Degrees of Comfort, Levels of Control
How to piece together the puzzle of procedural generation, hand-crafted content and the products of machine learning models.
I recently saw a screenshot of Elite (Braben & Bell 1984), one of the first games that gave me a sense of freedom. I didn’t know it back then, but the reason the universe felt so expansive was procedural generation. Born out of necessity, rather than by deliberate artistic choice, it allowed for an experience that wouldn’t have been possible if the game had been hand-crafted.
The Elite universe contains eight galaxies, each with 256 planets to explore. Due to the limited capabilities of 8-bit computers, these worlds are procedurally generated. A single seed number is run through a fixed algorithm the appropriate number of times and creates a sequence of numbers determining each planet's complete composition (position in the galaxy, prices of commodities, and name and local details; text strings are chosen numerically from a lookup table and assembled to produce unique descriptions, such as a planet with "carnivorous arts graduates"). This means that no extra memory is needed to store the characteristics of each planet, yet each is unique and has fixed properties. Each galaxy is also procedurally generated from the first. (Wikipedia based on The Guardian)
Out of these technical restrictions, whole genres were born. The modern rogue-like is maybe the most obvious example. The original Rogue (1980) featured permadeath1 and procedural dungeons. Modern rogue-likes are often signified by carrying something over from one run to the next. They often unlock more content over time as the player beats the game again and again. Rogue-likes excel at replayability thanks to this formula. Procedural content generation becomes a tool for making replays of the same content exciting.
Related genres have used procedural generation differently. Bethesda uses a host of procedural generation techniques in all their recent games. While Oblivion just had some procedurally generated dungeons, trees, and randomised Oblivion gate placement, Elder Scrolls 6 will supposedly feature a procedurally generated map. A lot of procedural generation tools are used during design time as opposed to play time, meaning that the assets they generate are curated by a designer.
Quite often these assets get mixed with hand-crafted ones or manually altered before making it into the game. Just like using the paint bucket tool in Photoshop can be regarded as procedural generation, we use a lot of small design automations that are of varying degrees of sophistication when creating any digital artefacts. Content-aware fill is a step towards a more clever fill operation. Generative fill (also called “deep fill”) is using machine learning for an even more “intelligent” fill operation. What is the difference between these three methods? Paint bucket fill uses only data specified explicitly by the user. They select a colour and then fill a region. Content-aware fill uses data from the image itself – indirectly provided by the user – to fill the area in question. Generative fill uses data from other images to guess what it should put into an empty space. External data is suddenly added to the mix.

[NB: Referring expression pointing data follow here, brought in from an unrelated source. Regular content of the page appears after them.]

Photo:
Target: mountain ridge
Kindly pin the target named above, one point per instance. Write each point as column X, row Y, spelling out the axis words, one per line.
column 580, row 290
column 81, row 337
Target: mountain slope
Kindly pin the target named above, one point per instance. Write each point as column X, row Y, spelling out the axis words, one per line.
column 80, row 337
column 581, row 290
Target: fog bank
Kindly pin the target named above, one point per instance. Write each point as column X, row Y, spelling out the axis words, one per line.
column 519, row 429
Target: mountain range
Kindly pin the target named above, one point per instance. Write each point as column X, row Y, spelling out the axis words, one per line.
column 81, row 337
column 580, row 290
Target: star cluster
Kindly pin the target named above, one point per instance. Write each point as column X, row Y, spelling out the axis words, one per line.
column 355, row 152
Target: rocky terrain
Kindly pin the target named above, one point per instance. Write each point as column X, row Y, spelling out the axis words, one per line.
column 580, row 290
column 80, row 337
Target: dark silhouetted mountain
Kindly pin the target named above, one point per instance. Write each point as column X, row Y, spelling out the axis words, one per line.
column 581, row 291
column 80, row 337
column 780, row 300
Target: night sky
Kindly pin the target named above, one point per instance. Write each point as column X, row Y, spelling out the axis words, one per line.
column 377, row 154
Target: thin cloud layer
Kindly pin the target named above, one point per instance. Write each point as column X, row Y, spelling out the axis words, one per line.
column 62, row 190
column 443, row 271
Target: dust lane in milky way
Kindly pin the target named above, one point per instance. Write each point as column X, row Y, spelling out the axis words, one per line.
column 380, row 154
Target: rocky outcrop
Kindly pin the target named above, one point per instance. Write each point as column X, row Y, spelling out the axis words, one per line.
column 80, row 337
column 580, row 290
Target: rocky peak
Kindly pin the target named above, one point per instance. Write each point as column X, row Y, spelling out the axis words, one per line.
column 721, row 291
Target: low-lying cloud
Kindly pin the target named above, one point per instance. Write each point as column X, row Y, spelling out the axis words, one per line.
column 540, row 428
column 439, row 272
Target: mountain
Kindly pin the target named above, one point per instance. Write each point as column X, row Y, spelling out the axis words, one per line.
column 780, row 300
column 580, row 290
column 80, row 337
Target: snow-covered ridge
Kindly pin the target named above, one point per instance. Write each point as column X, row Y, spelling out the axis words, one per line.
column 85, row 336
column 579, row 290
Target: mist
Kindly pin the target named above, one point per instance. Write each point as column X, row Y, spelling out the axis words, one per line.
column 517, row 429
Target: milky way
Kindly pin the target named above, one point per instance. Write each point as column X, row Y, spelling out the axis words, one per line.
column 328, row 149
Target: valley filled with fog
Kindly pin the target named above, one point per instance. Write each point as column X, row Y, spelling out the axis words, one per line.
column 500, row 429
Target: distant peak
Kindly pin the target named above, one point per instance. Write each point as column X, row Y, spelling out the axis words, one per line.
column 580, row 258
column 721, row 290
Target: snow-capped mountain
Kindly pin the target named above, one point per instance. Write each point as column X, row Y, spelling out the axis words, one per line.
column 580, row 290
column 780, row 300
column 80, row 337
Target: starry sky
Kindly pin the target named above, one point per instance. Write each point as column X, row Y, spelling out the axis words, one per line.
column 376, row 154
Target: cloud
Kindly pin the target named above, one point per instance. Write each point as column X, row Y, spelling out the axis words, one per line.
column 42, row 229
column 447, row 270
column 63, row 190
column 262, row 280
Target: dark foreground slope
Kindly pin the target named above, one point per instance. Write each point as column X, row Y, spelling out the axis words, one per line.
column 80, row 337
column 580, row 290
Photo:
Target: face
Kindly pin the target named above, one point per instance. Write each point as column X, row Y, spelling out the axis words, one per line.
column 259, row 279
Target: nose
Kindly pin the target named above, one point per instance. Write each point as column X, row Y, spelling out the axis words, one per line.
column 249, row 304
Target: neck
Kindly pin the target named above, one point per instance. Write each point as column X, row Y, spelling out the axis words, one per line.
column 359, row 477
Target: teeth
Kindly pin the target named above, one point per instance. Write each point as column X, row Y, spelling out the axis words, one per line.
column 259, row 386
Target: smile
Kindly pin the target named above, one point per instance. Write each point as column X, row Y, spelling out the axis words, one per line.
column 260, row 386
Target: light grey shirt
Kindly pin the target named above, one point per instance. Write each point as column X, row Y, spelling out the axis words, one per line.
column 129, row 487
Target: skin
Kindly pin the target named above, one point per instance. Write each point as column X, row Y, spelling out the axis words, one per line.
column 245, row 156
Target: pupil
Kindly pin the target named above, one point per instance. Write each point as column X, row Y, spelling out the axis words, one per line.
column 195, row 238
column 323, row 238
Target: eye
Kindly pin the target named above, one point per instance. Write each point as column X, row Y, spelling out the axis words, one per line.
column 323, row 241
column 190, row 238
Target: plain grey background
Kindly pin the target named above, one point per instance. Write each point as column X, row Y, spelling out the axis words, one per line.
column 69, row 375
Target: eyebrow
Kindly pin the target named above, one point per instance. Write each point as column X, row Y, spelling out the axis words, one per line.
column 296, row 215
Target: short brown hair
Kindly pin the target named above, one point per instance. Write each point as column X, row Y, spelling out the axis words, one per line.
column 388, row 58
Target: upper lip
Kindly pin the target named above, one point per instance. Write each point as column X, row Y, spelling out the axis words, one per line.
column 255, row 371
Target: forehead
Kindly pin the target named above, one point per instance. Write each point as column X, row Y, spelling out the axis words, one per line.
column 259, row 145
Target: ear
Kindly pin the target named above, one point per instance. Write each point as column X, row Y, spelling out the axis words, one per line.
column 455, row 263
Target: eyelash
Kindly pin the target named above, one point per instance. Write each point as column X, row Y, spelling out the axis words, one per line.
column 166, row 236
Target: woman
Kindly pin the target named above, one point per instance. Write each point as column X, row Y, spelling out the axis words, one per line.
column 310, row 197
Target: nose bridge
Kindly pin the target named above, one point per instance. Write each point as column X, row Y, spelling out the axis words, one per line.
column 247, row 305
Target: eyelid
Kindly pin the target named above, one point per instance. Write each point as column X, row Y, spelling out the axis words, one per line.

The fact that the filling of the empty area is accomplished by creating the statistically most probable content for the area in question inevitably leads to a kind of mainstreaming. Its aim is to surprise as little as possible. It works best if the image is predictable and similar to other images the machine learning model has seen. Yet the user has less control than when working manually and arguably also less control than when working with techniques based on their own content.
This loss of control is the most frightening but also the most exciting element of machine learning. And it requires a lot of learning before we can harness it in different contexts. What we get in exchange for the control is a peek into the latent space. A snapshot from a statistical analysis of the training data that relates to the context we are using to query said data (the surrounding area of the hole in the image in the above case). In case of generative fill the training data is not known and can not be altered. In many other generative systems we have access to the training data and to a host of techniques for selecting what aspects of the training data to emphasise. Fine-tuning allows us to radically focus a model on a specific subset of its data and the data provided to the fine-tuning process. Suddenly we find ourselves with much more control over the expressive range of the machine learning model we’re working with2. If we then curate the results instead of using the model at runtime we find ourselves in a position where we have full control over our creative output again. More than that, we might not even use the content that we’ve generated directly but instead only use the bouncing with a model to develop our thinking, our voice, our style, or a tiny corner of our narrative.
Elite could not have been created without procedural generation – it contains too much content to generate all of it by hand. Manually editing a photo takes much longer than using an advanced fill method. Creativity profits a lot from bouncing with other minds, natural or artificial. So, in a way, there is also a tradeoff between necessary effort and loss of control that has to be navigated when choosing what generative tools to employ during an artistic process.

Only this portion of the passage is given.